Kishori D1, Sudhir Kumar V2, Indira V3             

1Assistant Prof, 2Associate Prof, 3Prof and HOD, Department of Pathology, Malla Reddy Institute of Medical Sciences, Suraram, Hyderabad.

Abstract:

Desmoid are rare soft tissue tumours most commonly seen in females between 20-40 years of age.They are known for their infiltrative pattern of growth and local recurrence. Diagnosis through clinical presentation imaging and histopathology forms the key to differentiate Desmoid tumours from other soft tissue sarcomas like Fibro sarcomas to offer correct treatment.Here we report one such case of Desmoid tumour of the anterior abdominal wall in a female patient which was removed by radical resection.

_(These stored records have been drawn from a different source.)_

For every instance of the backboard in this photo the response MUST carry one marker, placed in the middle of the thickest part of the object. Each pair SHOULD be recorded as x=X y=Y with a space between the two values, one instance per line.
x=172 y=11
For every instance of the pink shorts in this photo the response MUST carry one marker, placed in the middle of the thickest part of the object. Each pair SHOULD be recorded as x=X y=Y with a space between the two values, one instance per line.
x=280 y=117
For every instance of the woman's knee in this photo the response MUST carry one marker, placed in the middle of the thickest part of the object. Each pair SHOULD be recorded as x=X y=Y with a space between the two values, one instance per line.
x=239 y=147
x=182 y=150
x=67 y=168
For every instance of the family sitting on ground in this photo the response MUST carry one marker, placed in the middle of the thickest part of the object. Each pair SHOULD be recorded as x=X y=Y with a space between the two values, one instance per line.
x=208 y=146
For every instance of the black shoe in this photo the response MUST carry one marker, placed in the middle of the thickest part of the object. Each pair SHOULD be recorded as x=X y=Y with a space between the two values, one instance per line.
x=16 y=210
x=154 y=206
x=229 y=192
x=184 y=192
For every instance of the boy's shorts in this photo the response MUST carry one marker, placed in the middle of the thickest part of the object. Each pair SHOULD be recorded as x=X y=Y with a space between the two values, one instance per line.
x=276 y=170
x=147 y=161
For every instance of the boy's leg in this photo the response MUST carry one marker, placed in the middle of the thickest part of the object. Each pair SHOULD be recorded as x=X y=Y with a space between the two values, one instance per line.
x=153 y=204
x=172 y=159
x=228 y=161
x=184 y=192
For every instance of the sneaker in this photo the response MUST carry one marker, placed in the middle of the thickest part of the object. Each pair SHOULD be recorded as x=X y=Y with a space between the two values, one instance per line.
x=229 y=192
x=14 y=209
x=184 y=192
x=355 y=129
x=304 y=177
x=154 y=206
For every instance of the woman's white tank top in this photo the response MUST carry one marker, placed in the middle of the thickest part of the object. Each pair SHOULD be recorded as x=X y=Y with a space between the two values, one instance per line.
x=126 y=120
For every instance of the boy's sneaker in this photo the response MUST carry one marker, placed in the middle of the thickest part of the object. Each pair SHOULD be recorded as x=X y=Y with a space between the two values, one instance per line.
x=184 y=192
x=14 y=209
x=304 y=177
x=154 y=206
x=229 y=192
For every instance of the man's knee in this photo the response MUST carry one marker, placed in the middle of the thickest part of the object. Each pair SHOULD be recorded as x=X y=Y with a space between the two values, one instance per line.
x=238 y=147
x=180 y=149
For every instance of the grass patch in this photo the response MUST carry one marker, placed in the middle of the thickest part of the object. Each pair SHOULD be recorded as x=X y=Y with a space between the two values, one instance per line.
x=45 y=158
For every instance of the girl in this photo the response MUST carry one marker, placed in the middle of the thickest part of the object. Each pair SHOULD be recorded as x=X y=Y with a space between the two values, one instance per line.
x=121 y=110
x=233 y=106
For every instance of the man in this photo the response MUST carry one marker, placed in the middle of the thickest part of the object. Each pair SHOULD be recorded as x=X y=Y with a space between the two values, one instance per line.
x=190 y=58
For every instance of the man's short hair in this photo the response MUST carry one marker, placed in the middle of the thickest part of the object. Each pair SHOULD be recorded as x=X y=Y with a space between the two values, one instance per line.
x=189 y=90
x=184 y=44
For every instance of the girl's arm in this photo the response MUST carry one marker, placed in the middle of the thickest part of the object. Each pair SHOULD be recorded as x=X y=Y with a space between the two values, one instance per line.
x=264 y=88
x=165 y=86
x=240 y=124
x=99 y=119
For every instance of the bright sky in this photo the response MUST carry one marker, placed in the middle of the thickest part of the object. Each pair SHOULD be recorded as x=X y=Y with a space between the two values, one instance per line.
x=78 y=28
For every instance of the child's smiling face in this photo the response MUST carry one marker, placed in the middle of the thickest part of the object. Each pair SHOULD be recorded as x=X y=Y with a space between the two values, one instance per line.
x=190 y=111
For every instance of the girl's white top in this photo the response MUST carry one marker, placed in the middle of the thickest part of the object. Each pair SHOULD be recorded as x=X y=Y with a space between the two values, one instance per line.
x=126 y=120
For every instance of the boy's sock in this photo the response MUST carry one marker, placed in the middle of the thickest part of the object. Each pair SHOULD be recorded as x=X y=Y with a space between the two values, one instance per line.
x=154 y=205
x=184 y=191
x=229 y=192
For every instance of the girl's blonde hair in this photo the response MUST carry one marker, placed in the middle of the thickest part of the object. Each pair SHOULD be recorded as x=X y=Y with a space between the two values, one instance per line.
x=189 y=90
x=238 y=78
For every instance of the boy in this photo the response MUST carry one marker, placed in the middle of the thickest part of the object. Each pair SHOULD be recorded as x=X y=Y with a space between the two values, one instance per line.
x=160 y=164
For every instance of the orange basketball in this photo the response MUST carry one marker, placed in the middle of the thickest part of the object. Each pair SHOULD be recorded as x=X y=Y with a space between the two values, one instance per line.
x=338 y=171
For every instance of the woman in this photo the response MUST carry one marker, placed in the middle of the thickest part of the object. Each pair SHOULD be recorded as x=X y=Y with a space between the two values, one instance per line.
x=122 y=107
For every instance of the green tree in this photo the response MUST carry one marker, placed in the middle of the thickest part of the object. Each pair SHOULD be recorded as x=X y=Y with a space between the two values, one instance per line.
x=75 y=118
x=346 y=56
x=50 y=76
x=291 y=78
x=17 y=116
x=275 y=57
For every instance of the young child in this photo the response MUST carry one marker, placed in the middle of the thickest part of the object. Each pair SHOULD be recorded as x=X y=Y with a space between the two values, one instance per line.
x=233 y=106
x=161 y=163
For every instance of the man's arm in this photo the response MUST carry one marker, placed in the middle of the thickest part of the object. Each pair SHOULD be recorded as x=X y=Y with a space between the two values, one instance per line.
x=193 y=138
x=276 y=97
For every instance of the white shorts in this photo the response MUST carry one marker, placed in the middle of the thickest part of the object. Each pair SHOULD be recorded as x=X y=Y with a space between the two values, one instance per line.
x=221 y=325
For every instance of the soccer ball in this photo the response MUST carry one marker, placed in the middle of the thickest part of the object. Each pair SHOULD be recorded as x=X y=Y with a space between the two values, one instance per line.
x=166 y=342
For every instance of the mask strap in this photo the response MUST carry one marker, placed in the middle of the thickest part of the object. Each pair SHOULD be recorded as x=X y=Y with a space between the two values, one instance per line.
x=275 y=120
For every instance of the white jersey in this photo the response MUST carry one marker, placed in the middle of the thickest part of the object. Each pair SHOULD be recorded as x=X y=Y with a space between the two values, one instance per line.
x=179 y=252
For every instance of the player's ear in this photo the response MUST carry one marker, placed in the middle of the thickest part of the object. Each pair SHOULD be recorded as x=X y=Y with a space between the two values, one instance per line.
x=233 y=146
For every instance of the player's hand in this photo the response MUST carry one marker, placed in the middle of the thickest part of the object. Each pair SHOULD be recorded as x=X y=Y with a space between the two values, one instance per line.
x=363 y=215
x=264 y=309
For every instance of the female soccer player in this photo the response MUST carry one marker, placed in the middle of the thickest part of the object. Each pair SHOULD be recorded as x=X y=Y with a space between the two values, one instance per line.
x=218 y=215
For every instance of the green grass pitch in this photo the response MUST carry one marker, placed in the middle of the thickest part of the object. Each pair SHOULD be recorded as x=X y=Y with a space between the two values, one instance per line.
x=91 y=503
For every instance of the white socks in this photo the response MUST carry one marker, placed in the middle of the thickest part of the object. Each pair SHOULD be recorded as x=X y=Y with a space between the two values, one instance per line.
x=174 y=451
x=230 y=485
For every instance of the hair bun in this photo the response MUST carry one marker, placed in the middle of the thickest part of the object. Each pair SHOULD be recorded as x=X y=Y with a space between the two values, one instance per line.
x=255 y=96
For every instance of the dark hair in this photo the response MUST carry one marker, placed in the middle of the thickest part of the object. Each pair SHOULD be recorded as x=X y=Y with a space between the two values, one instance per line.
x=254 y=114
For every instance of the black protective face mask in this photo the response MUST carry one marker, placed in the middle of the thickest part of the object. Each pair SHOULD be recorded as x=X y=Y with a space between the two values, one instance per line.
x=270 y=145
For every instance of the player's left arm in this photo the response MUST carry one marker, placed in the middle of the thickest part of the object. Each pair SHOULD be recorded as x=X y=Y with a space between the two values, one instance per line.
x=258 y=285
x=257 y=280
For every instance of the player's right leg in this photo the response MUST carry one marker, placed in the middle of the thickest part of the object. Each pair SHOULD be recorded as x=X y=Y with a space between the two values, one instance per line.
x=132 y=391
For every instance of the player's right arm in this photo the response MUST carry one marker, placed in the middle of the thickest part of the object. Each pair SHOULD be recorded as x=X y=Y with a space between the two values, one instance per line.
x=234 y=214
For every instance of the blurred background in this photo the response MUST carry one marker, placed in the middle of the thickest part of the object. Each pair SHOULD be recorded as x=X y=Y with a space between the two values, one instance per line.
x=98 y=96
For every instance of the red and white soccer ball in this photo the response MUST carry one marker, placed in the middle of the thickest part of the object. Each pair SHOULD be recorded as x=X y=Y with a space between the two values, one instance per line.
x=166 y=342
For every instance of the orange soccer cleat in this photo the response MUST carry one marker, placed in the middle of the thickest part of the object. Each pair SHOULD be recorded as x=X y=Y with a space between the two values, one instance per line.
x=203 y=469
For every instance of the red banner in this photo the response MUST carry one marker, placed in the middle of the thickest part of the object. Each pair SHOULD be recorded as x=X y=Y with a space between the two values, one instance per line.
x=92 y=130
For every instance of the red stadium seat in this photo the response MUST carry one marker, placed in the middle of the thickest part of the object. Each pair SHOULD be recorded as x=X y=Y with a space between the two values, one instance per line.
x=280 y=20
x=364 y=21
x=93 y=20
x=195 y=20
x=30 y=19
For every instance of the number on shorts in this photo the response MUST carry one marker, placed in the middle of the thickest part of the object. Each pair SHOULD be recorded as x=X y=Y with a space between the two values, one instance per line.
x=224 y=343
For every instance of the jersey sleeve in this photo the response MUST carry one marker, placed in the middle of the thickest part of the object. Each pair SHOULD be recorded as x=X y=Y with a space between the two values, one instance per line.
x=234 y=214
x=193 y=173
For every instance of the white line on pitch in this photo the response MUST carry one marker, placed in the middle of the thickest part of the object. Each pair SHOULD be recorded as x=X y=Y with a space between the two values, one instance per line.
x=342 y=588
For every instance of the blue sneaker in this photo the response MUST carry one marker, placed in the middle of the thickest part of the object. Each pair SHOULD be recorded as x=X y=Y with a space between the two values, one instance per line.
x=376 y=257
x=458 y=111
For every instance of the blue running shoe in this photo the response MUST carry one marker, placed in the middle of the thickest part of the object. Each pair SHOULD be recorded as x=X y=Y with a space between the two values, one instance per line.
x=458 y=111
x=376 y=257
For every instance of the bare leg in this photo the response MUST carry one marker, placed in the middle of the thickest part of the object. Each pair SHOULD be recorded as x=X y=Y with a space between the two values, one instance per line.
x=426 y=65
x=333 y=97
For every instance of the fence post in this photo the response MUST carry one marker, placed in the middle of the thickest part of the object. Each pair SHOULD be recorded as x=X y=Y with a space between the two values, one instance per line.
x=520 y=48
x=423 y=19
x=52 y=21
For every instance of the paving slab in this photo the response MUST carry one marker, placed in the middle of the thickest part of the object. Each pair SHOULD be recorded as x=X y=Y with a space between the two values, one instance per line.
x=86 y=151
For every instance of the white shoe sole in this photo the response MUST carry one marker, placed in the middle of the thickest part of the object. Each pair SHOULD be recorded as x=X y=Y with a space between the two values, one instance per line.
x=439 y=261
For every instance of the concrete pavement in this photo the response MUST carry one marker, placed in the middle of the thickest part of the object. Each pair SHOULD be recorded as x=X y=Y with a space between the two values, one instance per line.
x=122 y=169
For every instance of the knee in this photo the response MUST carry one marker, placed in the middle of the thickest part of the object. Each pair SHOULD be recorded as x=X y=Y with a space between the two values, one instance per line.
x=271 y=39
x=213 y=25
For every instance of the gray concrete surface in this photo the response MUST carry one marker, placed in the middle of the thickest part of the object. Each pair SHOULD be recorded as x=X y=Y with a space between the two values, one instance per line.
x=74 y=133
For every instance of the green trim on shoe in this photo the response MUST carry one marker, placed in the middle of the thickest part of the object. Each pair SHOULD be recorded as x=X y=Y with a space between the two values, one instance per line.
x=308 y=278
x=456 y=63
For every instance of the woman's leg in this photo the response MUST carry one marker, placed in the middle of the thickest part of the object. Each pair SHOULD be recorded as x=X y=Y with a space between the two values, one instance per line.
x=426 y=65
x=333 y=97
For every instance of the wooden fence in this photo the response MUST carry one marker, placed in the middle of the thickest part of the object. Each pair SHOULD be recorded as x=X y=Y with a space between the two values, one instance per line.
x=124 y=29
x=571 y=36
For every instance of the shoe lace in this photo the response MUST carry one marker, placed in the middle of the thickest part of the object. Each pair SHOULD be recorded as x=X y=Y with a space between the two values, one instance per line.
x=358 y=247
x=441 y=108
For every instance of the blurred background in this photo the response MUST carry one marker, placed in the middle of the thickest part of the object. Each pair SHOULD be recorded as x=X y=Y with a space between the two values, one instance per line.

Key words: Desmoid tumour, abdominal wall, local recurrence, spindle shaped cells.

Corresponding Author: Dr. Kishori D, Department of Pathology, Malla Reddy Institute of Medical Sciences, Hyderabad Email: 21.kishori@gmail.com

Introduction:

Desmoid tumors are rare locally invasive neoplasms constituting 3% of the entire soft tissue tumours. They are commonly seen in female patients in their reproductive age group. They have a tendency for local recurrence, thus having an intermediate malignant behavior. The most common site is anterior abdominal wall, though other rare sites like deep intra-abdominal, back etc. have been described. [1]

Here we report one such case of Desmoid tumor in a 30 year old pregnant patient with no previous history of trauma or surgery.

Case report:

A 30 year old female patient presented to the surgical out-patient department with a mass on the anterior abdominal wall with fourteen weeks of gestation.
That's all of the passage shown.